On 5/31/2019 10:57 AM, Chuck Reynolds wrote:
Hey guys I’m try to do a backup of my Solr cloud cluster but it is never
starting.
When I execute the async backup command it returns quickly like I would expect
with the following response
<?xml version="1.0" encoding="UTF-8"?>
<response>
<lst name="responseHeader"><int name="status">0</int><int name="QTime">11</int></lst><str
name="requestid">1234</str>
</response>
But the backup never starts.
My reply is a total shot in the dark. It might turn out that SolrCloud
doesn't work the way I am thinking, making what I'm about to say
worthless. If that's the case, I hope somebody who has intimate
knowledge of the backup code can smack me and let me know I'm giving bad
info.
I wonder if you're in a situation where the overseer is stuck on one of
the messages in its queue and never gets around to even noticing your
backup request.
If I am right, then the way I would fix it would be to clear the
overseer queue, which lives in in zookeper at /overseer/queue ... and
restart all the Solr nodes. Then try the backup again.
You could look at your overseer queue in ZK and see whether it has items
stacked up (other than the backup request) that are not clearing out.

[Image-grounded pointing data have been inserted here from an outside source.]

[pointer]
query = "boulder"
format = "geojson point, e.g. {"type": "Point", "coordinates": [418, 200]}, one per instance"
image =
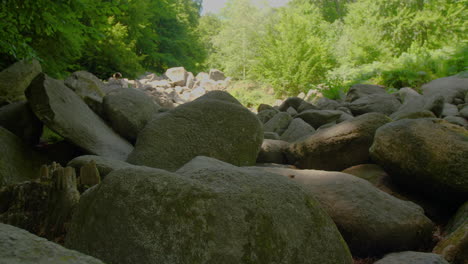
{"type": "Point", "coordinates": [380, 103]}
{"type": "Point", "coordinates": [317, 118]}
{"type": "Point", "coordinates": [207, 212]}
{"type": "Point", "coordinates": [430, 155]}
{"type": "Point", "coordinates": [15, 79]}
{"type": "Point", "coordinates": [296, 130]}
{"type": "Point", "coordinates": [272, 151]}
{"type": "Point", "coordinates": [209, 127]}
{"type": "Point", "coordinates": [64, 112]}
{"type": "Point", "coordinates": [18, 246]}
{"type": "Point", "coordinates": [278, 123]}
{"type": "Point", "coordinates": [338, 147]}
{"type": "Point", "coordinates": [178, 76]}
{"type": "Point", "coordinates": [103, 164]}
{"type": "Point", "coordinates": [361, 90]}
{"type": "Point", "coordinates": [217, 75]}
{"type": "Point", "coordinates": [128, 111]}
{"type": "Point", "coordinates": [411, 257]}
{"type": "Point", "coordinates": [448, 87]}
{"type": "Point", "coordinates": [372, 222]}
{"type": "Point", "coordinates": [18, 162]}
{"type": "Point", "coordinates": [21, 121]}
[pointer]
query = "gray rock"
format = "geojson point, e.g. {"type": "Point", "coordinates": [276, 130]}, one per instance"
{"type": "Point", "coordinates": [21, 121]}
{"type": "Point", "coordinates": [449, 110]}
{"type": "Point", "coordinates": [215, 128]}
{"type": "Point", "coordinates": [217, 75]}
{"type": "Point", "coordinates": [339, 147]}
{"type": "Point", "coordinates": [372, 222]}
{"type": "Point", "coordinates": [430, 155]}
{"type": "Point", "coordinates": [380, 103]}
{"type": "Point", "coordinates": [271, 135]}
{"type": "Point", "coordinates": [177, 75]}
{"type": "Point", "coordinates": [18, 162]}
{"type": "Point", "coordinates": [209, 212]}
{"type": "Point", "coordinates": [449, 87]}
{"type": "Point", "coordinates": [104, 165]}
{"type": "Point", "coordinates": [128, 111]}
{"type": "Point", "coordinates": [278, 123]}
{"type": "Point", "coordinates": [18, 246]}
{"type": "Point", "coordinates": [272, 151]}
{"type": "Point", "coordinates": [411, 257]}
{"type": "Point", "coordinates": [317, 118]}
{"type": "Point", "coordinates": [64, 112]}
{"type": "Point", "coordinates": [15, 79]}
{"type": "Point", "coordinates": [297, 129]}
{"type": "Point", "coordinates": [360, 90]}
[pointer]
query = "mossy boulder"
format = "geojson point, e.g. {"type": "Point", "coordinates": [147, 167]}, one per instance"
{"type": "Point", "coordinates": [207, 212]}
{"type": "Point", "coordinates": [371, 221]}
{"type": "Point", "coordinates": [338, 147]}
{"type": "Point", "coordinates": [426, 155]}
{"type": "Point", "coordinates": [15, 79]}
{"type": "Point", "coordinates": [18, 246]}
{"type": "Point", "coordinates": [63, 111]}
{"type": "Point", "coordinates": [128, 111]}
{"type": "Point", "coordinates": [18, 162]}
{"type": "Point", "coordinates": [214, 128]}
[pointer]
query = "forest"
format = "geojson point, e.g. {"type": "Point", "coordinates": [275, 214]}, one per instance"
{"type": "Point", "coordinates": [308, 44]}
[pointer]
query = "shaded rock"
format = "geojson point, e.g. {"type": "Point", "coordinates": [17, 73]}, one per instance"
{"type": "Point", "coordinates": [217, 75]}
{"type": "Point", "coordinates": [64, 112]}
{"type": "Point", "coordinates": [265, 115]}
{"type": "Point", "coordinates": [272, 151]}
{"type": "Point", "coordinates": [372, 222]}
{"type": "Point", "coordinates": [177, 75]}
{"type": "Point", "coordinates": [297, 129]}
{"type": "Point", "coordinates": [317, 118]}
{"type": "Point", "coordinates": [15, 79]}
{"type": "Point", "coordinates": [104, 165]}
{"type": "Point", "coordinates": [271, 135]}
{"type": "Point", "coordinates": [449, 87]}
{"type": "Point", "coordinates": [428, 154]}
{"type": "Point", "coordinates": [339, 147]}
{"type": "Point", "coordinates": [215, 128]}
{"type": "Point", "coordinates": [21, 121]}
{"type": "Point", "coordinates": [361, 90]}
{"type": "Point", "coordinates": [411, 257]}
{"type": "Point", "coordinates": [128, 111]}
{"type": "Point", "coordinates": [18, 246]}
{"type": "Point", "coordinates": [18, 162]}
{"type": "Point", "coordinates": [380, 103]}
{"type": "Point", "coordinates": [278, 123]}
{"type": "Point", "coordinates": [209, 212]}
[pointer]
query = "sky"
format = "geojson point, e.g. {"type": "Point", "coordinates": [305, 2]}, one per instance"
{"type": "Point", "coordinates": [215, 6]}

That's easy to do within the admin UI -- go to the Cloud tab and click
on Tree. Then open the overseer node and the queue node under that. A
healthy and responsive system would not have many items in the queue. I
can't tell you what's normal ... I don't have a live system running that
I can look at. After starting the cloud example, it has no entries
under queue -- the node can't even be expanded.
Are there any error messages in the logs of any of your servers before
your attempt at a backup? My first thought would be to look for
something related to the overseer.
Thanks,
Shawn